Valute G10: sterlina in forte calo, yen relativamente resiliente
Euro sotto pressione: minimi da agosto
L’euro ha registrato una performance negativa, avvicinandosi al minimo di martedì poco sopra $1,1505 prima di subire ulteriori vendite che lo hanno spinto sotto $1,1435, il livello più basso da agosto scorso. Un parziale recupero verso $1,1470 si è materializzato nella tarda mattinata europea, ma il quadro tecnico resta deteriorato. Le incertezze geopolitiche legate al fine settimana potrebbero limitare qualsiasi tentativo di rimbalzo più consistente.
Dollaro/Yen: il livello psicologico di 160 frena i rialzisti
Per la terza sessione consecutiva, il dollaro ha chiuso vicino ai massimi di seduta contro lo yen, superando il picco del 23 gennaio, quando secondo alcune fonti la Federal Reserve aveva verificato i tassi di cambio per conto del Tesoro americano. I guadagni si sono estesi fino a quasi JPY159,70, il miglior livello da luglio 2024. Tuttavia, la prossimità del livello psicologicamente cruciale di JPY160 sta incoraggiando un tono più cauto, rendendo lo yen la valuta con la migliore performance relativa tra le major, con un calo contenuto allo 0,1%. Il rischio di un intervento diretto da parte delle autorità giapponesi appare comunque minimo, considerando l’ordine del mercato, la volatilità contenuta e il carattere graduale dell’avanzata del dollaro.
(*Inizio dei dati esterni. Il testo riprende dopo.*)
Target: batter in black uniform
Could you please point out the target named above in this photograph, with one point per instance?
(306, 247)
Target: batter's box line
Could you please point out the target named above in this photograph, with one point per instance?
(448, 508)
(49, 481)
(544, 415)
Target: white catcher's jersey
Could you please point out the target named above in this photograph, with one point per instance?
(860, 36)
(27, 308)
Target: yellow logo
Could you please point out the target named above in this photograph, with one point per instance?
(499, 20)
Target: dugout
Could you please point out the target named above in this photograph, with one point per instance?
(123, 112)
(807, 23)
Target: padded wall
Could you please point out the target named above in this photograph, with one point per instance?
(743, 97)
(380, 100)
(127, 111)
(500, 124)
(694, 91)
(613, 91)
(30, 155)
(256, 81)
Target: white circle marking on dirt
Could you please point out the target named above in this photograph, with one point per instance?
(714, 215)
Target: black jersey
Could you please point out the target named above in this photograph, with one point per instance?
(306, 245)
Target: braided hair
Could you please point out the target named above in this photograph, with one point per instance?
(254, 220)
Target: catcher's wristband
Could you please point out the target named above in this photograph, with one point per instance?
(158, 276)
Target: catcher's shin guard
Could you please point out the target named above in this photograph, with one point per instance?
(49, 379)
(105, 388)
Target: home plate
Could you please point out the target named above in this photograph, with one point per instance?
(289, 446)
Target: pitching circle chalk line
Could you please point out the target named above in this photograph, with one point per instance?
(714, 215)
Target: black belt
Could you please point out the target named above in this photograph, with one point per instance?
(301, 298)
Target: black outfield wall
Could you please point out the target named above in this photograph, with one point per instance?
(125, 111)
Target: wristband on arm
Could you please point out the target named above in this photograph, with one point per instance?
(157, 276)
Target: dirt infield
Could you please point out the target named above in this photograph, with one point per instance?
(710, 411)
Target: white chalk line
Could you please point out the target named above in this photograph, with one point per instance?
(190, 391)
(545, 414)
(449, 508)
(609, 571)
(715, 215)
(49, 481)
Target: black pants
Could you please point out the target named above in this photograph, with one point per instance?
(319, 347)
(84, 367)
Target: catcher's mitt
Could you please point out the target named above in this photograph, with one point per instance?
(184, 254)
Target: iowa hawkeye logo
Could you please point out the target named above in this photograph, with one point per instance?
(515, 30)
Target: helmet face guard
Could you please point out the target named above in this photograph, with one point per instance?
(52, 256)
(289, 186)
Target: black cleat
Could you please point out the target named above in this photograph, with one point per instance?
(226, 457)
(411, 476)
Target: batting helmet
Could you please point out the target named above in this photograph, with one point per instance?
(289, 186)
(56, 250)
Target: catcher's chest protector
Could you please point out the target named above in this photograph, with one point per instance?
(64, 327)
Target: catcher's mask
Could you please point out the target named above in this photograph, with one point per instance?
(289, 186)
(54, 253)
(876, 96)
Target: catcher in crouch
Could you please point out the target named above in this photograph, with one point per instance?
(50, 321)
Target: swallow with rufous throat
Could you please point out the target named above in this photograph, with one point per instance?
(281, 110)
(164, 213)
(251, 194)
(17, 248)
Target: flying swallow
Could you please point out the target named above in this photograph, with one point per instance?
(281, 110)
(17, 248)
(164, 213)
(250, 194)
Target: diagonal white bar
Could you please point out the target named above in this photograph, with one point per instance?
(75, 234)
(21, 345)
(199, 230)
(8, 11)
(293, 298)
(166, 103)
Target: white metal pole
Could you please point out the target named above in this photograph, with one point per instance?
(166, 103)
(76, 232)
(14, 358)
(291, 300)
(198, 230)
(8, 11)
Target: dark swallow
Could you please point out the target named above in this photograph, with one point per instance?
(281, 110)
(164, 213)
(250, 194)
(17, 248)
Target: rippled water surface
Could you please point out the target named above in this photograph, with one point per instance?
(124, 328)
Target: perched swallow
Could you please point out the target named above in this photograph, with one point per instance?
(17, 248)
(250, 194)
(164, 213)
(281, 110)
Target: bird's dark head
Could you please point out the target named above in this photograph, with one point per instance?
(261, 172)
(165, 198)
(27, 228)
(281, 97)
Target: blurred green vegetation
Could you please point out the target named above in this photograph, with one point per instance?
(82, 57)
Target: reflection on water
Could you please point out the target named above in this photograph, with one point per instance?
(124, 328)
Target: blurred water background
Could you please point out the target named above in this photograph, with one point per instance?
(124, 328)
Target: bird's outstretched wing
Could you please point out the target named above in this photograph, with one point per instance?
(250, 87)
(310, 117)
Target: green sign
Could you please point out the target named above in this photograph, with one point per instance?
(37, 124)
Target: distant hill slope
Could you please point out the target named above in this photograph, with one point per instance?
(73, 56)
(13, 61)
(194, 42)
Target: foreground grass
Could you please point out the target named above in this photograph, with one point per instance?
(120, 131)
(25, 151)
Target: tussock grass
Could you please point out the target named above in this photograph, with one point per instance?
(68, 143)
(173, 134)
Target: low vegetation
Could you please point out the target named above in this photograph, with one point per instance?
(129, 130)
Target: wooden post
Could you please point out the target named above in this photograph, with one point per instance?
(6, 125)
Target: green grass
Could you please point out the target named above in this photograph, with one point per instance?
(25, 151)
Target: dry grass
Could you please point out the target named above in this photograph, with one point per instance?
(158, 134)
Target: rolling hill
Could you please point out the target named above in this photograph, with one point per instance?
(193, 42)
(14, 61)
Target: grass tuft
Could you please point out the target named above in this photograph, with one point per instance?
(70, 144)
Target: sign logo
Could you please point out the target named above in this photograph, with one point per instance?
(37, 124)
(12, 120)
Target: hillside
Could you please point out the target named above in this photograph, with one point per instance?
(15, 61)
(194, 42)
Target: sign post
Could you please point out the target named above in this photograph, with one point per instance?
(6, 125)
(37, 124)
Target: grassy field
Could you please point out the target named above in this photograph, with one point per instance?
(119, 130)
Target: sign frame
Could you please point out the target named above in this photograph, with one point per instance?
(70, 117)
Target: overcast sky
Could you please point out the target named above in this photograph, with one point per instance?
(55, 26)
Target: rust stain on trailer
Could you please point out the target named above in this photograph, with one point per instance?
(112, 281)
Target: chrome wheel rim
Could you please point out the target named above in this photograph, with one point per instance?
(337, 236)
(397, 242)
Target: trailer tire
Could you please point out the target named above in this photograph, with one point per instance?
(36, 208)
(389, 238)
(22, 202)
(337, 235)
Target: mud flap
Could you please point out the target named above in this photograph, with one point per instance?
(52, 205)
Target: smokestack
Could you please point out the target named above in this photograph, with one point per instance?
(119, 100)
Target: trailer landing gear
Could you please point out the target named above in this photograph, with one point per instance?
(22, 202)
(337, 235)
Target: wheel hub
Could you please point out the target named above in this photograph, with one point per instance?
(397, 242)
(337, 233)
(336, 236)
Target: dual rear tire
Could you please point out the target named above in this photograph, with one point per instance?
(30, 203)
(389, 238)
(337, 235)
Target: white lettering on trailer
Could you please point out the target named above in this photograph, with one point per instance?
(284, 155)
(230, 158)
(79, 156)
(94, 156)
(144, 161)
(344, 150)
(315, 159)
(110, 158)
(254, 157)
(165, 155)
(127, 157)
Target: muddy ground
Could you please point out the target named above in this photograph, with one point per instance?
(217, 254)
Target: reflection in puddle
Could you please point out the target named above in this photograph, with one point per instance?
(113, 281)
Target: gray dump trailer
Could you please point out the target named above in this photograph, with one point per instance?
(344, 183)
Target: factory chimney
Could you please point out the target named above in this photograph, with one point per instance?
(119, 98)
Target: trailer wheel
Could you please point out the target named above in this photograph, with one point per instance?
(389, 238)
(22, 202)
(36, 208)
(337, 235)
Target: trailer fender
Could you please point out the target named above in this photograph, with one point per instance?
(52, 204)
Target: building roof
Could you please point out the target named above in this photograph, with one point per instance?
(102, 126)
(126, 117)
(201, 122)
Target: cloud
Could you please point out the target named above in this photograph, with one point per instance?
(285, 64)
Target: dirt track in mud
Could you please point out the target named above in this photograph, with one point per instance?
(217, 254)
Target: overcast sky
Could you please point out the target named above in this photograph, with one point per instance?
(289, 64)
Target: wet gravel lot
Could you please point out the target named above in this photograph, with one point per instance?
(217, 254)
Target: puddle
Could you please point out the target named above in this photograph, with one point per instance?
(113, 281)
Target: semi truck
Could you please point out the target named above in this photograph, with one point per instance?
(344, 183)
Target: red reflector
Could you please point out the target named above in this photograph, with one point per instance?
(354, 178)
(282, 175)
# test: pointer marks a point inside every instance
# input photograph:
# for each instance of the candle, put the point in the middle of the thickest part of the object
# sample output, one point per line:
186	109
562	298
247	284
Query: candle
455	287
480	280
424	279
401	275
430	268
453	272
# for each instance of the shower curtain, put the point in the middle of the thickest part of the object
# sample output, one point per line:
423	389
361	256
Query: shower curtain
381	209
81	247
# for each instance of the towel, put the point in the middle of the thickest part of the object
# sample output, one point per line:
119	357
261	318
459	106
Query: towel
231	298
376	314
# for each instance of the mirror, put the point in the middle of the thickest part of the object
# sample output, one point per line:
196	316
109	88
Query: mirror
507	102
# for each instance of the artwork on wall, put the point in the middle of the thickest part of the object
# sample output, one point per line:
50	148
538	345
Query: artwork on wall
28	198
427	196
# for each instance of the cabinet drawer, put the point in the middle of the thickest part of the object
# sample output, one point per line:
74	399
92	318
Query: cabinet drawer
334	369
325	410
Sterlina: il PIL deludente del Regno Unito pesa
La sterlina ha subito il calo più marcato tra le valute principali, perdendo lo 0,65%. Il dato deludente sul PIL britannico di gennaio — crescita zero contro attese di +0,2% — ha fornito ulteriore incentivo alle vendite, spingendo il cable fino a circa $1,3255, in prossimità del minimo annuale fissato il 3 marzo. La produzione industriale è scesa dello 0,1% a gennaio, i servizi sono rimasti piatti e solo il settore delle costruzioni ha mostrato un modesto +0,2%. Un dato positivo è arrivato dalla bilancia commerciale, migliorata a -3,9 miliardi di sterline rispetto ai -4,3 miliardi precedenti, con un piccolo surplus al netto dei metalli preziosi per la prima volta da dicembre 2024. La Bank of England si riunisce la prossima settimana e le probabilità di un taglio dei tassi sono crollate nel mercato swap a circa il 5%, rispetto all’85% stimato prima dell’inizio del conflitto.
Dollaro canadese: deficit commerciale triplica le attese
Il dollaro statunitense ha rotto al rialzo contro il dollaro canadese, sostenuto dal deterioramento della bilancia commerciale di gennaio: il deficit di 3,65 miliardi di dollari canadesi è risultato tre volte superiore alla previsione mediana degli economisti. Il biglietto verde ha superato con decisione la soglia di CAD1,36 e si è spinto oltre CAD1,3670, con il prossimo obiettivo tecnico individuato nell’area CAD1,3700-1,3715.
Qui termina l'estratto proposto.